KC & I (Tom) lived in Germany for 10 years. For 8 of those years we were involved in racing and coursing events.
The oval tracks (45 in Germany alone) were all timed – even the practice runs. These times were placed in your hound’s permanent record book, called a HundePass.
The HundePass included all the data you would want on a hound:
At the end of the year, Germany would publish these times in a book you could buy (what a valuable tool when you were planning to travel and look at the times of your competitors). What was equally, or even more useful to us, is that you could see how offspring did in comparison to a sire or dam. How often have you wondered how a dog you own now would have compared to a hound you owned 3, 4, or more years ago? Germany has been timing events for over 90 years – what an awesome database of information.
KC & I had a dream to start a database of our own and share it with folks who wished to participate, so we started the ZASSC. It is apples and oranges to other tracks that may decide to do similar events around the country.

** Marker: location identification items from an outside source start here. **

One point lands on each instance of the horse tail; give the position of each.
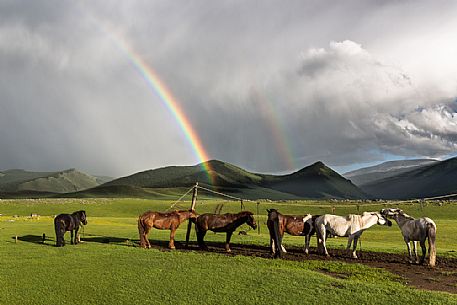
(141, 231)
(277, 236)
(273, 219)
(431, 232)
(59, 227)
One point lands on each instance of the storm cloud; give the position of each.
(270, 86)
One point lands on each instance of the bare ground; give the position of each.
(441, 278)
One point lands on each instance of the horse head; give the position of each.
(391, 212)
(383, 221)
(82, 217)
(251, 221)
(193, 214)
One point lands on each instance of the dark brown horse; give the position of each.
(162, 221)
(222, 223)
(68, 222)
(295, 225)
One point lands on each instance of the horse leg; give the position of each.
(415, 251)
(307, 238)
(227, 241)
(77, 235)
(354, 247)
(147, 229)
(324, 241)
(200, 239)
(409, 251)
(350, 239)
(272, 245)
(424, 251)
(171, 244)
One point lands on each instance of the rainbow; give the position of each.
(276, 128)
(164, 93)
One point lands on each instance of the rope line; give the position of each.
(222, 194)
(180, 198)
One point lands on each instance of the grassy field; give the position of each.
(96, 272)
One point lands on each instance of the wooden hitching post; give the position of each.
(192, 207)
(258, 218)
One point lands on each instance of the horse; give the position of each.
(295, 225)
(162, 221)
(222, 223)
(415, 230)
(69, 222)
(351, 226)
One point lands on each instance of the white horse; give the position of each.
(415, 230)
(351, 226)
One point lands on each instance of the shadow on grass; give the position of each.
(121, 241)
(35, 239)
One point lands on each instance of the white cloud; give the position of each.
(260, 82)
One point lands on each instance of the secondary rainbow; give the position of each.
(166, 96)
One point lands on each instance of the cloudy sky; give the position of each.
(271, 86)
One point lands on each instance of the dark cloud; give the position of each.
(267, 85)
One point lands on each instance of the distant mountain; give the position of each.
(385, 170)
(436, 179)
(25, 182)
(315, 181)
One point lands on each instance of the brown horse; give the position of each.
(162, 221)
(222, 223)
(69, 222)
(295, 225)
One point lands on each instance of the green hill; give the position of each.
(437, 179)
(315, 181)
(24, 182)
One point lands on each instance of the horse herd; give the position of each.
(351, 226)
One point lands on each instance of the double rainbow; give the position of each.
(163, 92)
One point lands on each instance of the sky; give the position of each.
(271, 86)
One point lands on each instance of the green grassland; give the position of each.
(118, 272)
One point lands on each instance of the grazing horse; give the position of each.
(415, 230)
(162, 221)
(69, 222)
(222, 223)
(295, 225)
(351, 226)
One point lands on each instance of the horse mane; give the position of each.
(245, 213)
(405, 215)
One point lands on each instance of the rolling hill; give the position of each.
(25, 182)
(436, 179)
(316, 181)
(385, 170)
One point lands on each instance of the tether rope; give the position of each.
(222, 194)
(180, 198)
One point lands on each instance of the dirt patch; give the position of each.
(441, 278)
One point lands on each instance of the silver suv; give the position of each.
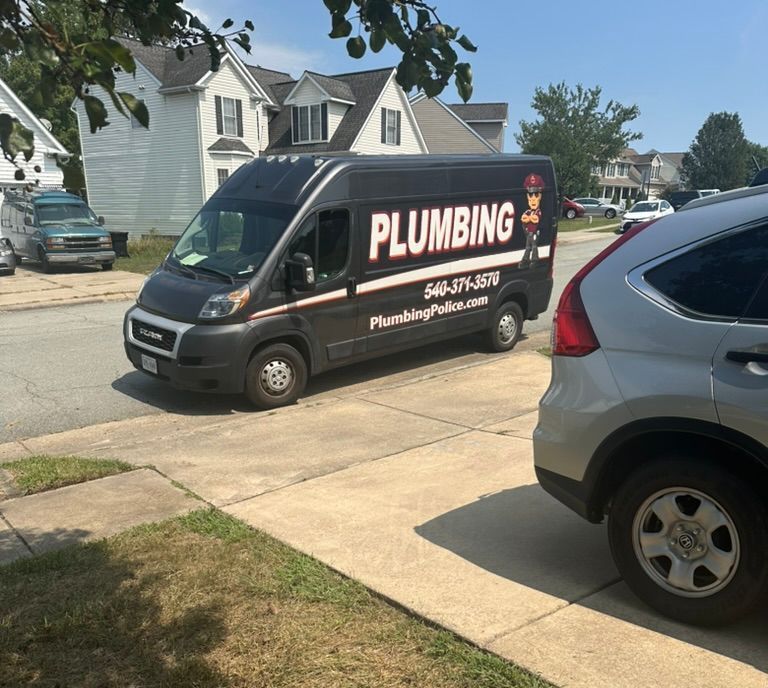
(657, 412)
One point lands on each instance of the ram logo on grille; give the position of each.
(152, 335)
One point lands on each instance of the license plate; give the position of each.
(149, 364)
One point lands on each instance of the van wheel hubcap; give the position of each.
(276, 377)
(507, 328)
(686, 542)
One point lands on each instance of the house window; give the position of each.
(229, 116)
(135, 124)
(390, 126)
(310, 123)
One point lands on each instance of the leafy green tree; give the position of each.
(82, 54)
(576, 132)
(756, 153)
(717, 158)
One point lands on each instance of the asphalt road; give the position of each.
(65, 368)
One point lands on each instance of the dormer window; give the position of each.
(229, 117)
(310, 123)
(390, 126)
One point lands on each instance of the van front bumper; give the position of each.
(85, 258)
(204, 358)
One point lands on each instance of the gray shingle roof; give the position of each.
(366, 87)
(225, 145)
(336, 88)
(267, 78)
(162, 62)
(479, 112)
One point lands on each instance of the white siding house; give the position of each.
(204, 125)
(47, 148)
(143, 180)
(372, 138)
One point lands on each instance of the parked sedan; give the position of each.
(571, 209)
(7, 257)
(596, 207)
(643, 212)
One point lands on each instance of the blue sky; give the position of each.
(678, 61)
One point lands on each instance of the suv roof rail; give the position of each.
(724, 197)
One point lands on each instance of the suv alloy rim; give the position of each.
(507, 328)
(686, 542)
(276, 377)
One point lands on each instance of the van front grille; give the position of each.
(83, 242)
(154, 336)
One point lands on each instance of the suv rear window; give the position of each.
(718, 279)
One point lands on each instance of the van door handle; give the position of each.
(747, 356)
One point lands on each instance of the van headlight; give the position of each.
(224, 304)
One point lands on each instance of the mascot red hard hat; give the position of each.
(534, 183)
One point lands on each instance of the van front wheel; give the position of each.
(507, 327)
(276, 376)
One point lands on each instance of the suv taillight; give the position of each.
(572, 333)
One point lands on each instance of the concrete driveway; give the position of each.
(30, 287)
(420, 484)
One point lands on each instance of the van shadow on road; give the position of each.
(523, 535)
(413, 362)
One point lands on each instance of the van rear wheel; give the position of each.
(276, 376)
(691, 540)
(44, 262)
(507, 327)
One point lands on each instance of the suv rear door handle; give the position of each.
(747, 356)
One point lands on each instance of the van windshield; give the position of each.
(67, 213)
(232, 236)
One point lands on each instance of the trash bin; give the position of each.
(120, 243)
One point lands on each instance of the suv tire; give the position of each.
(506, 328)
(671, 520)
(276, 376)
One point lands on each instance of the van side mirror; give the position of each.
(300, 272)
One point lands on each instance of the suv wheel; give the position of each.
(276, 376)
(691, 540)
(507, 327)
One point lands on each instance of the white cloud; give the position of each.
(202, 15)
(283, 57)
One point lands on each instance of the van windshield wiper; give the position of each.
(214, 271)
(178, 265)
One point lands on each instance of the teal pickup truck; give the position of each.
(55, 228)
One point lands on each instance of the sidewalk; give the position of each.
(88, 511)
(31, 288)
(422, 489)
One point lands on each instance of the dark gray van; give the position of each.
(299, 264)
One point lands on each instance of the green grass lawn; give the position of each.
(205, 601)
(40, 473)
(565, 225)
(145, 254)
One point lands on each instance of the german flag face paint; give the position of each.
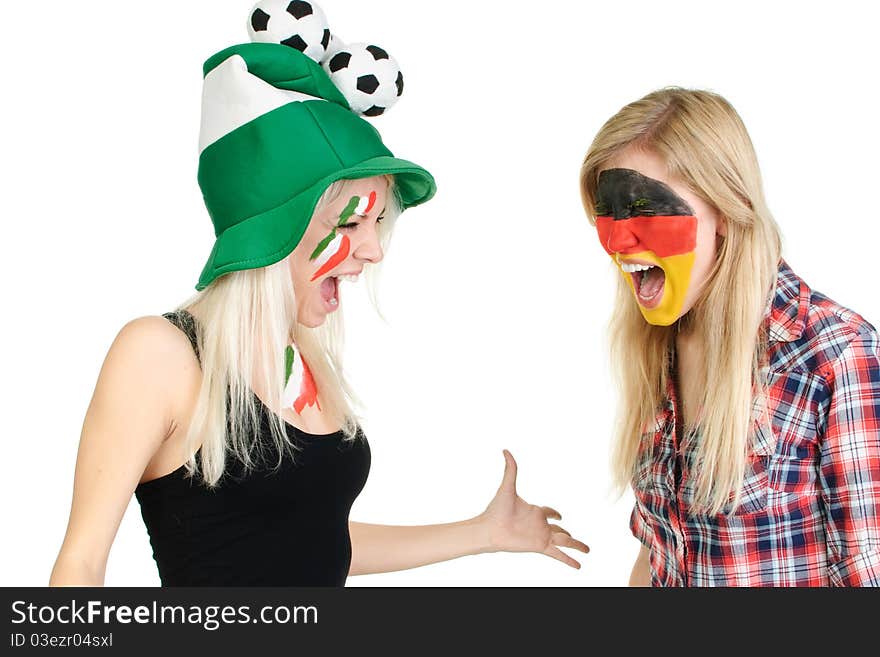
(651, 233)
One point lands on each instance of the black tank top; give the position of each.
(264, 527)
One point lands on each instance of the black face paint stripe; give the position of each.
(625, 193)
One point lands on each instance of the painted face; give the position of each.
(651, 233)
(340, 239)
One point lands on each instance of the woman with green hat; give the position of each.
(229, 419)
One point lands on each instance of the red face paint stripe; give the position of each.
(308, 393)
(335, 259)
(665, 236)
(371, 203)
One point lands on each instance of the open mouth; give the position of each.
(648, 282)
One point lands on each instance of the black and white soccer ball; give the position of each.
(295, 23)
(367, 76)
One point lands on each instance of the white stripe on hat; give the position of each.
(232, 96)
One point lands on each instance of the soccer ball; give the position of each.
(367, 76)
(335, 46)
(298, 24)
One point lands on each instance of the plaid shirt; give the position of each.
(811, 494)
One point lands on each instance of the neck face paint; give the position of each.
(651, 233)
(300, 390)
(335, 248)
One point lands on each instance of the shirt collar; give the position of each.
(788, 307)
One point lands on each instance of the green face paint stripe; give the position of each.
(349, 209)
(288, 364)
(344, 216)
(323, 244)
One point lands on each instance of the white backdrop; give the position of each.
(496, 293)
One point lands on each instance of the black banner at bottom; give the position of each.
(255, 621)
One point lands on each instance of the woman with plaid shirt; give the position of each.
(750, 415)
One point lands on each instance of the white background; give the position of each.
(496, 293)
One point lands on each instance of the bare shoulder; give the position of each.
(153, 339)
(153, 360)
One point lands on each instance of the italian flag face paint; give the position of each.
(299, 386)
(337, 250)
(365, 205)
(334, 248)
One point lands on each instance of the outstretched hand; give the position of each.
(514, 525)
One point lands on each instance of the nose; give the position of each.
(621, 237)
(369, 248)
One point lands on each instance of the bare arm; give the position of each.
(509, 523)
(641, 573)
(386, 548)
(129, 417)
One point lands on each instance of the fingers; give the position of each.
(551, 513)
(564, 539)
(559, 555)
(509, 479)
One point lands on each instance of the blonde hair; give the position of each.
(246, 320)
(705, 145)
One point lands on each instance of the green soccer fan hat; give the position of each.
(275, 133)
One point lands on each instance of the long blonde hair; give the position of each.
(705, 145)
(246, 320)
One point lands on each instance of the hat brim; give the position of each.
(254, 242)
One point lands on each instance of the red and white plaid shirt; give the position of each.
(810, 511)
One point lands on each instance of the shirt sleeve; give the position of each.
(850, 465)
(639, 526)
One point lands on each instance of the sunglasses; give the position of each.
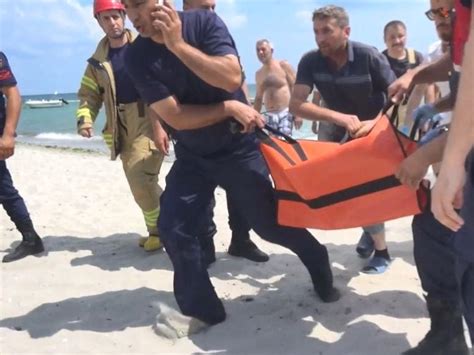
(441, 12)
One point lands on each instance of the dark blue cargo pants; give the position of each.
(190, 186)
(434, 257)
(11, 199)
(464, 248)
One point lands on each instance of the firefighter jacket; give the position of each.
(124, 123)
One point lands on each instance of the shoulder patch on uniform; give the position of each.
(5, 74)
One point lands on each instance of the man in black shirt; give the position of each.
(352, 79)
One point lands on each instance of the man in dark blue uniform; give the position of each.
(453, 177)
(9, 197)
(186, 68)
(435, 244)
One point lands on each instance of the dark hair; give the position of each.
(332, 11)
(393, 23)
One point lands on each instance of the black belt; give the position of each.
(140, 106)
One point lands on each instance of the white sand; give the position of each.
(94, 290)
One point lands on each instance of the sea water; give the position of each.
(56, 126)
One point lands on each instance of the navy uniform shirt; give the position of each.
(159, 74)
(401, 66)
(6, 79)
(124, 88)
(359, 88)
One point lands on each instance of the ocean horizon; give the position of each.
(56, 127)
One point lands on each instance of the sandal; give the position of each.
(376, 265)
(365, 247)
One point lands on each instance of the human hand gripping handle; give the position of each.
(166, 19)
(446, 195)
(248, 119)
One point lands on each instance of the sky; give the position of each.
(48, 42)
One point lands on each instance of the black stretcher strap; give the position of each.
(265, 138)
(384, 183)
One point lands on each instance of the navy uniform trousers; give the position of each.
(464, 248)
(435, 257)
(190, 186)
(10, 198)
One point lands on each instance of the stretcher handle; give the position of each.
(265, 139)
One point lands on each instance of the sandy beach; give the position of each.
(95, 291)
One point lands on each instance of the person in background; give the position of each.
(443, 258)
(275, 81)
(128, 131)
(352, 79)
(401, 59)
(10, 199)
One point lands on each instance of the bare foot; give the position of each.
(173, 325)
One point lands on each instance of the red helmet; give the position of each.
(104, 5)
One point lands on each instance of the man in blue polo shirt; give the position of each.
(10, 199)
(186, 68)
(352, 79)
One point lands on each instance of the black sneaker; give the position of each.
(24, 249)
(248, 250)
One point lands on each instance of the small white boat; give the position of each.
(45, 103)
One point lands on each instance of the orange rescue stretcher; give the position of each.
(329, 186)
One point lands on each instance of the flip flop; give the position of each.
(376, 265)
(365, 247)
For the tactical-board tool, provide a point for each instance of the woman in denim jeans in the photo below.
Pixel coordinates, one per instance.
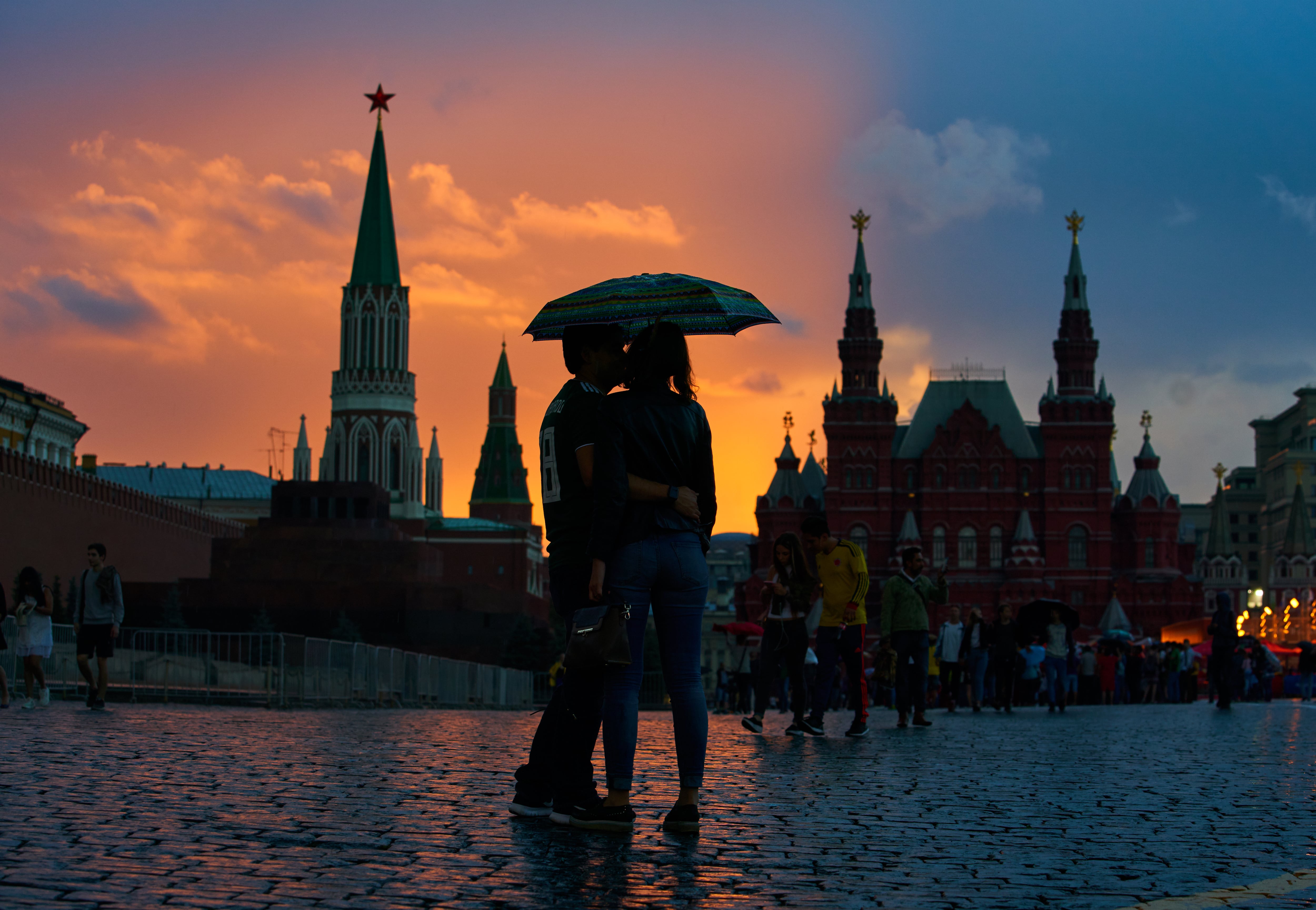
(645, 554)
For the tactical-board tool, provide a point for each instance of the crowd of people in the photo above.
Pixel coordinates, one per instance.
(98, 617)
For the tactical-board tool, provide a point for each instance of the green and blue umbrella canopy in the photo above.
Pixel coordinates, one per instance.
(697, 306)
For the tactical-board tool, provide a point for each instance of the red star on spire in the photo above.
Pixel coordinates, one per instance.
(378, 99)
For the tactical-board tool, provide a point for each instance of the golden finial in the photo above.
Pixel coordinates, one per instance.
(861, 223)
(1076, 223)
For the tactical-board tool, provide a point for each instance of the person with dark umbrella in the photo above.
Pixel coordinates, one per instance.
(1224, 639)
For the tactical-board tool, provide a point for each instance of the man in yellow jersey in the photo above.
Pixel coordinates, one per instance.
(844, 575)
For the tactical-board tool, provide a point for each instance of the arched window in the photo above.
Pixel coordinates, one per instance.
(860, 538)
(1078, 547)
(968, 548)
(362, 460)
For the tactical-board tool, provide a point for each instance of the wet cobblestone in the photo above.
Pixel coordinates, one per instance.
(237, 808)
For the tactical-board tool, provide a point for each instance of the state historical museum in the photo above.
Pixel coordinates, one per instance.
(1015, 510)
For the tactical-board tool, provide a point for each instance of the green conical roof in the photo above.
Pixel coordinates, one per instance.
(861, 282)
(1298, 536)
(377, 247)
(1076, 282)
(503, 375)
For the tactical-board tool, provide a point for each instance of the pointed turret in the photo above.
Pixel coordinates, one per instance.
(377, 247)
(1298, 536)
(501, 490)
(302, 455)
(1218, 535)
(435, 476)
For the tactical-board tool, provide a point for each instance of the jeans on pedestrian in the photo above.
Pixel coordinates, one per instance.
(911, 675)
(978, 662)
(560, 764)
(785, 644)
(835, 644)
(1057, 679)
(668, 572)
(951, 680)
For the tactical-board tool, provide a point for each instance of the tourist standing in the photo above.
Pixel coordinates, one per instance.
(949, 640)
(976, 655)
(97, 622)
(844, 575)
(33, 608)
(790, 593)
(559, 775)
(1060, 644)
(1005, 656)
(905, 630)
(649, 555)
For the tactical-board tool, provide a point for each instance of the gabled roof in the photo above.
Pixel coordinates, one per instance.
(190, 483)
(377, 247)
(945, 397)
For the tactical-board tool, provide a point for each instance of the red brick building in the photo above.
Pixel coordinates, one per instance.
(1015, 510)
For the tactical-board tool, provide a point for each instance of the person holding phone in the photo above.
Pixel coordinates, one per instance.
(905, 630)
(33, 609)
(786, 640)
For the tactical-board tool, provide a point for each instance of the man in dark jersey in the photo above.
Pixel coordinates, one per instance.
(559, 776)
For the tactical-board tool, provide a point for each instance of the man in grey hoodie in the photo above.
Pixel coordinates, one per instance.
(97, 621)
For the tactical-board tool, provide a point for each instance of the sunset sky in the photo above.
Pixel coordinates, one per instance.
(181, 183)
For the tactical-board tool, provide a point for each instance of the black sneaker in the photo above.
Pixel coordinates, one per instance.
(562, 810)
(531, 808)
(682, 820)
(605, 818)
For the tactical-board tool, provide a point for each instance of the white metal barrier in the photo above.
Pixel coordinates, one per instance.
(278, 671)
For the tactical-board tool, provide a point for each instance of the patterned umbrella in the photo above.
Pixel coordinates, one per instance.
(695, 305)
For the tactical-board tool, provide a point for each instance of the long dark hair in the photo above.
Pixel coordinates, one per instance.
(660, 359)
(29, 584)
(799, 567)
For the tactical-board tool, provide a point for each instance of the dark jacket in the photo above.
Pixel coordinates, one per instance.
(660, 436)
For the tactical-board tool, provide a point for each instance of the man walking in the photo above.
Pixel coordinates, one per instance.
(844, 575)
(101, 613)
(905, 630)
(559, 776)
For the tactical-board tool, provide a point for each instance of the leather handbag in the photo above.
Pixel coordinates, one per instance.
(599, 638)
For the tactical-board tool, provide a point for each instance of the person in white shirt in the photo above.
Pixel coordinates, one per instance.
(947, 652)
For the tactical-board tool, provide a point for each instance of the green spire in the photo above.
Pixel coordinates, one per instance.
(1076, 282)
(377, 248)
(503, 375)
(1298, 536)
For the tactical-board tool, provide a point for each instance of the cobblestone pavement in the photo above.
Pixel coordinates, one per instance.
(218, 808)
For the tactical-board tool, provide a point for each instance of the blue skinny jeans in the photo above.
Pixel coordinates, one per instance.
(666, 571)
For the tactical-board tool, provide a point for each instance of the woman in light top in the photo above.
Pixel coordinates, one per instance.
(790, 593)
(33, 608)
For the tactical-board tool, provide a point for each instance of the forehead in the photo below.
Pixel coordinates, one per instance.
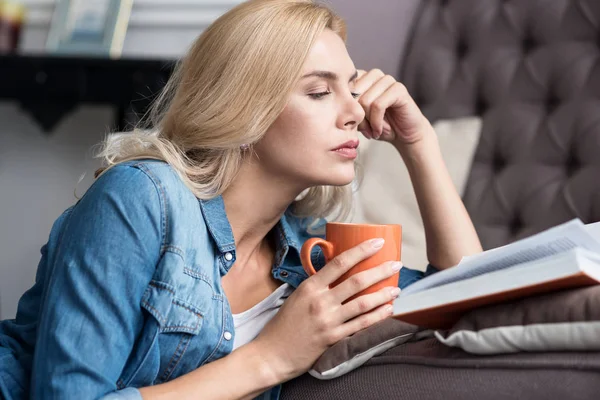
(328, 53)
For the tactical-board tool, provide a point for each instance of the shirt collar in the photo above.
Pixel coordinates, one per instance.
(288, 230)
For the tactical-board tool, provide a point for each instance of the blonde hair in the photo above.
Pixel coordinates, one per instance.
(226, 92)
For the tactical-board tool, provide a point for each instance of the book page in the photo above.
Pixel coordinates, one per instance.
(552, 241)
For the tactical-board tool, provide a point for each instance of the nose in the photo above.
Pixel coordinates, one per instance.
(352, 113)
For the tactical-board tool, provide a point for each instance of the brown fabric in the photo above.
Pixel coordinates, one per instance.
(567, 306)
(429, 370)
(530, 69)
(364, 340)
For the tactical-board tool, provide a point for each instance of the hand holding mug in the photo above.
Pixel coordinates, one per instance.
(325, 309)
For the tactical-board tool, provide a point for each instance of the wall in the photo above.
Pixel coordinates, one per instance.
(39, 172)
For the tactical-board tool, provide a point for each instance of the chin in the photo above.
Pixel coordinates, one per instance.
(339, 177)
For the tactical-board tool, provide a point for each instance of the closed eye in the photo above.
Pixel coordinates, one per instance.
(318, 96)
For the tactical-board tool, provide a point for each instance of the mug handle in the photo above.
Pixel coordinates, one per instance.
(307, 247)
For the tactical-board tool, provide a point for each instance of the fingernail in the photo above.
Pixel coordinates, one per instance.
(377, 243)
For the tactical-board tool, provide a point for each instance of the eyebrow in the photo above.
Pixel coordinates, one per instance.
(332, 76)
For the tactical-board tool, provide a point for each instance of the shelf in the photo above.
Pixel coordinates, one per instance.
(49, 87)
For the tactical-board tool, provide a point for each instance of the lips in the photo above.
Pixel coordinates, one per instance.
(351, 144)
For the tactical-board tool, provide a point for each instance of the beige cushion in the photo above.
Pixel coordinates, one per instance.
(561, 321)
(353, 351)
(386, 195)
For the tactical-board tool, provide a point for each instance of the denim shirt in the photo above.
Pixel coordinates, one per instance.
(128, 290)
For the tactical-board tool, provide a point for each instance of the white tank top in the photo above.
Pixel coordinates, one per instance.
(249, 323)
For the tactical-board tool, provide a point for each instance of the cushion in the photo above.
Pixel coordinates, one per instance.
(386, 196)
(355, 350)
(562, 321)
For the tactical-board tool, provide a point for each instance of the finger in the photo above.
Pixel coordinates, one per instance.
(368, 302)
(364, 280)
(366, 320)
(375, 105)
(340, 264)
(367, 80)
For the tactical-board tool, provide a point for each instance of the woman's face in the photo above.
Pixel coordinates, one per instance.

Our track is at 6,800 feet, a slight uphill, will not have the same times as say a track at sea level on any coast with a flat or slightly downhill layout. However, as we learned in Germany, once you build a database from different locations you can do some predictions if the race is clean, etc. Let me explain. Let’s say greyhound Sammy runs here at 10.8 seconds as an average.
We take him to a California setup and he runs an average of 10.3 seconds then we could deduct that the California track is running a half second faster than the Colorado track. You can take any breed that has run here and theoretically predict his/her running time there if all things are normal. Weather, wind, heat, etc, all play rolls, but not so much that you would not have a good idea.